Ada pergolakan batin dan pikiran yang bersandar pada kepasrahan atas kenyataan. Suatu suasana yang amat sulit untuk dinafikkan begitu saja.
“Yakin aja, Ris. Yang penting kamu tetep sabar, tenang, dan ikhlas. Emang berat, bahkan amat sangat berat, tapi inilah kehidupan kita sebagai orang-orang terpilih. Emang nggak mudah jalaninya,” sahutku.
Aku terus mencoba membesarkan kembali hati Aris. Sosok pria yang pernah sukses sebagai pengusaha dan politisi yang kini di penjara menasbihkan dirinya sebagai adikku.
“Nggak mudah buat anak-anakku ngerubah sikapnya, Be. Mereka terbiasa bebas ekspresiin sikapnya. Sejak kecil, mereka sudah kami biasain hidup dalam suasana demokratis. Saling ngehargai pendapat masing-masing. Dan ngehormatin sikap yang sudah diambil,” kata Aris. Mengenalkan karater kehidupan rumah tangganya.
“Justru itu yang enak, Ris. Mereka yang terbiasa ngehargai pandangan orang lain itu, nggak bakal keukeuh sama maunya sendiri. Kalau kamu bisa ngeyakinin dengan argumentasi yang masuk akal, aku yakin mereka patuh dan ikut apa yang kamu mauin,” sambungku.
Aris mengangguk-anggukkan kepalanya. Menyadari jika kebiasaan memberi kebebasan bagi anak dalam bersikap, sesungguhnya juga membuat mereka dengan mudah dapat menerima pendapat orang lain.
“Babe optimis aku bisa ngeyakinin anak-anak?” tanya Aris. Matanya menatapku, tajam.
“Yakin-lah, Ris. Kamu kan ayah mereka. Apalagi anak perempuan, secara psikologis, lebih deket dan ikut karakter ayahnya. Carilah kesempatan secepetnya ketemu lagi dengan anak-anakmu. Yakin, kamu bisa, Ris,” kataku dengan suara mantap.
Suara adzan Subuh menggema dari masjid. Kami bergegas bangun. Ke kamar mandi, berwudhu.
Ijal dan Tomy langsung menutup papan caturnya.
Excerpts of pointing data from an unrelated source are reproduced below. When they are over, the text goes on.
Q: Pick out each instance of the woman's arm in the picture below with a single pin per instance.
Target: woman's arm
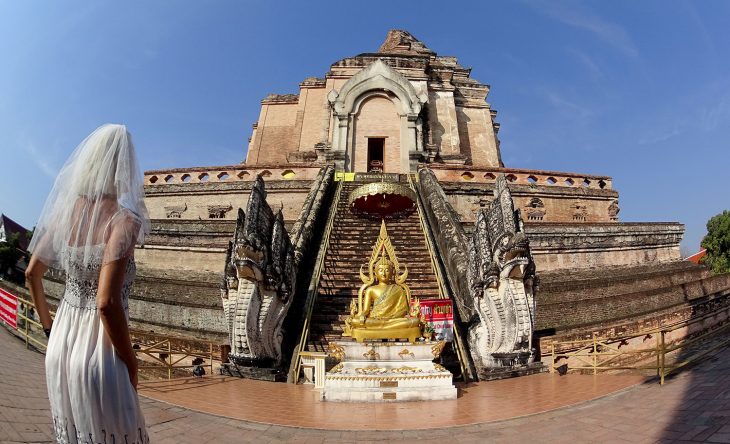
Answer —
(111, 311)
(34, 281)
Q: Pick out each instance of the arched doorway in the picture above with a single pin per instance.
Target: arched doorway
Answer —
(376, 134)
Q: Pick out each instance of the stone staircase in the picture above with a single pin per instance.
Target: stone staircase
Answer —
(351, 243)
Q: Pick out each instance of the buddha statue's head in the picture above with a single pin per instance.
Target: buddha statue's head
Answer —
(385, 271)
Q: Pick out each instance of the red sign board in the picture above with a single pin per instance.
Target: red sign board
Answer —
(439, 315)
(8, 308)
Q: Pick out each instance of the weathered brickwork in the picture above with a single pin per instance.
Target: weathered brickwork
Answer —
(593, 299)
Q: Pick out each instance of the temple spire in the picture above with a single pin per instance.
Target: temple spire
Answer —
(399, 41)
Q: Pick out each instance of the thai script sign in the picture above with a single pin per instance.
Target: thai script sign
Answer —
(439, 316)
(9, 308)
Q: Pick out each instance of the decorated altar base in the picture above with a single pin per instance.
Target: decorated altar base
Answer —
(387, 372)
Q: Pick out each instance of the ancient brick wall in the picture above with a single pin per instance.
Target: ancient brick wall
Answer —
(572, 301)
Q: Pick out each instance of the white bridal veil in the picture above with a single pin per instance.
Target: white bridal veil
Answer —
(96, 207)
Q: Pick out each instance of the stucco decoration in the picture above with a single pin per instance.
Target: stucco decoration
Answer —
(491, 274)
(377, 76)
(374, 79)
(502, 280)
(260, 273)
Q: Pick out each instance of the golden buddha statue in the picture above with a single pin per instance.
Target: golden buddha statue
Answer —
(384, 310)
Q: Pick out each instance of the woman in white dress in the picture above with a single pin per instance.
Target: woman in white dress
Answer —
(89, 226)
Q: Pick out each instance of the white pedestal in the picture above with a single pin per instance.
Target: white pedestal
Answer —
(387, 372)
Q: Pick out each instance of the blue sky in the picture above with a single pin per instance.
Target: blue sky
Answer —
(639, 91)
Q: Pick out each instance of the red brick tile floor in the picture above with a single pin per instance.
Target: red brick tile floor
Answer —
(692, 407)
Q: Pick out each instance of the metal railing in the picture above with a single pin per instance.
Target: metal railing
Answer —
(443, 293)
(160, 351)
(165, 352)
(605, 354)
(28, 321)
(314, 286)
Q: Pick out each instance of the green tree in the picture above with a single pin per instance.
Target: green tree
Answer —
(717, 243)
(9, 254)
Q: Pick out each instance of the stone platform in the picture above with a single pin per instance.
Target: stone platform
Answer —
(388, 372)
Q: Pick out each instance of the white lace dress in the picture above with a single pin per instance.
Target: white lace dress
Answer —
(92, 399)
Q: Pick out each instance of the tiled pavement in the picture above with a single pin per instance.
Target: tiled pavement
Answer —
(692, 407)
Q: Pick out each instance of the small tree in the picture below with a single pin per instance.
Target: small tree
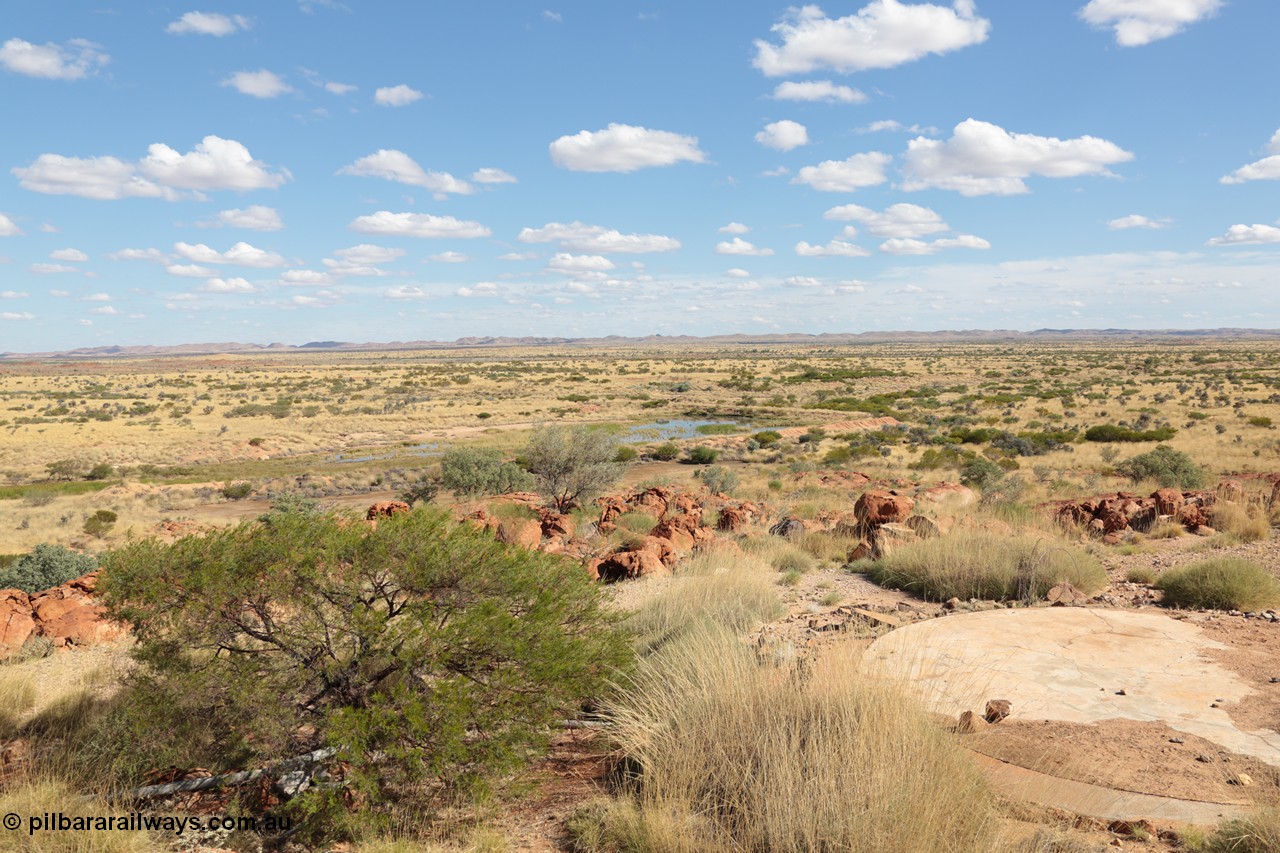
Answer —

Doni pun membereskan kertas-kertas dari kegiatan kerajinan tangannya.
Reza, Arya, Iyos, Irfan, dan Asnawi juga buru-buru bangkit dari tempat tidurnya masing-masing. Semua ikut solat jamaahan. Kecuali Pepen yang non muslim.
Baru saja aku selesai membaca surah yasin selepas solat, pintu kamar dibuka. Gustav masuk ke kamar.
“Ini mau lapor, bang,” kata dia sambil duduk di depanku.
Ijal yang sedang menyeduh kopi, sekalian membuatkan minuman hangat juga untuk Gustav sang kepala blok tahanan.
“Nanti sore ada tahanan baru yang masuk. Ada enam orang. Gimana kalau yang tiga orang masuk sini. Sebab cuma kamar 10 ini yang isinya 11 orang aja, bang,” kata Gustav, setelah menyeruput kopi buatan Ijal.
Aku arahkan pandangan ke kawan-kawan satu sel yang tengah duduk di tempatnya masing-masing. Meminta masukan. Semua memberi isyarat menyerahkan padaku untuk mengambil keputusan.
”Jangan tiga orang-lah, Gustav. Dua aja. Tapi nanti aku yang milih orangnya. Kalau soal kasusnya, kamu kan sudah tahu. Kami nggak mau nerima lagi kasus curanmor, apalagi cabul,” ucapku.
“Oke kalau gitu, bang. Nanti waktu mereka sampai pos penjagaan, ku kabari abang. Silahkan abang pilih mana yang sreg untuk bergabung disini,” sahut Gustav dan buru-buru menyalamiku. Pamitan.
Sambil keluar kamar, cangkir berisi kopi hangat tetap dibawa oleh Gustav. Yang langsung disambut Deni tamping saat kepala blok kompleks rumah tahanan itu keluar kamarku.
“Hebat emang Gustav itu. Anak buahnya nggak bolehin dia bawa cangkir kopi sendiri,” kata Tomy sambil tertawa.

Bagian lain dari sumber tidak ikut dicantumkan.